At the end I try to access a value from the dict but get:

julia> haskey(results,collect(keys(results))[1])
false

Here is a full MWE:

function poprand!(v)
    """Remove random variable from vector v"""
    return splice!(v, rand(1:length(v)))
end

begin
    inputs = collect(1:4)
    results = Dict{Vector{Int64}, Float64}()
    for _ in 1:5
        inputs = collect(sort(tuple(inputs...)))
        results[inputs] = rand(1:100)
        @assert haskey(results,inputs)
        poprand!(inputs)
        push!(inputs, rand(1:100))
    end
end

haskey(results,collect(keys(results))[1]) # false

Why is this occurring?

I’m using version 1.10.0-beta2

GunnarFarneback · September 1, 2023, 7:22am

I don’t know exactly what goes on but it’s related to mutating keys after they have been stored in the dictionary. Simpler MWE:

ulia> v = [1]
1-element Vector{Int64}:
 1

julia> d = Dict(v => 1)
Dict{Vector{Int64}, Int64} with 1 entry:
  [1] => 1

julia> haskey(d, v)
true

julia> haskey(d, [1])
true

julia> v[1] = 2
2

julia> d
Dict{Vector{Int64}, Int64} with 1 entry:
  [2] => 1

julia> haskey(d, v)
false

julia> haskey(d, [1])
false

julia> haskey(d, [2])
false

julia> haskey(d, first(keys(d)))
false

Benny · September 1, 2023, 7:25am

The hash value used to put the entry in the dictionary is computed from the key, and that does not change when you mutate the key. When you index with an equal value, it computes a different hash value and fails to find the key.

this_josh · September 1, 2023, 7:35am

I wondered about mutation but when viewing keys(results) and hash.(keys(results)) each value was unique whereas I thought this issue would mean all entries would mean there would be duplicates in hash/key (although this doesn’t make sense now I think about it).

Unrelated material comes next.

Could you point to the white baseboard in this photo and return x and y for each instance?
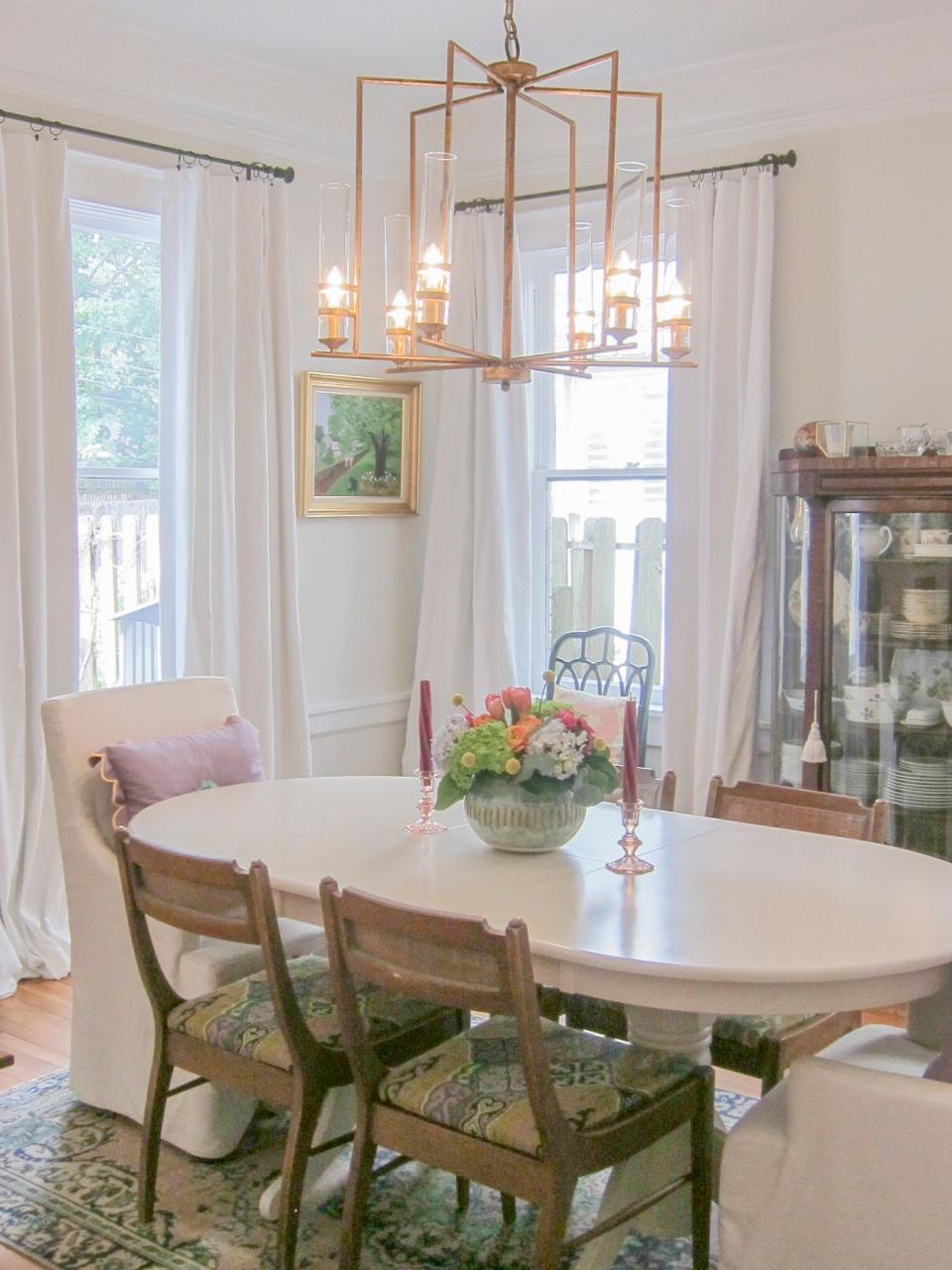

However, adding a copy to the key (results[copy(inputs)] =...) makes the example work, so you’re right it is mutating keys.

But this copy based solution doesn’t seem ideal. Is there a better way?

Sukera · September 1, 2023, 7:52am

Depends on what you mean with “better”. Using mutable values as keys and mutating them is inherently not good, so the only other option is to keep the old object around, so that you can access the value stored in the Dict later again. By definition, if you use a different object as a key, you’re going to get a different or no value at all.

Can you perhaps reword your algorithm, so that it doesn’t require storing mutable objects in a dictionary?

this_josh · September 1, 2023, 8:07am

For the purposes of what I’m doing, I’ll just do results[tuple(inputs...)] which then gives me immutable keys.

digital_carver · September 1, 2023, 9:35am

I’m more asking this than suggesting: is using IdDict here a good idea/solution? Any downsides to it?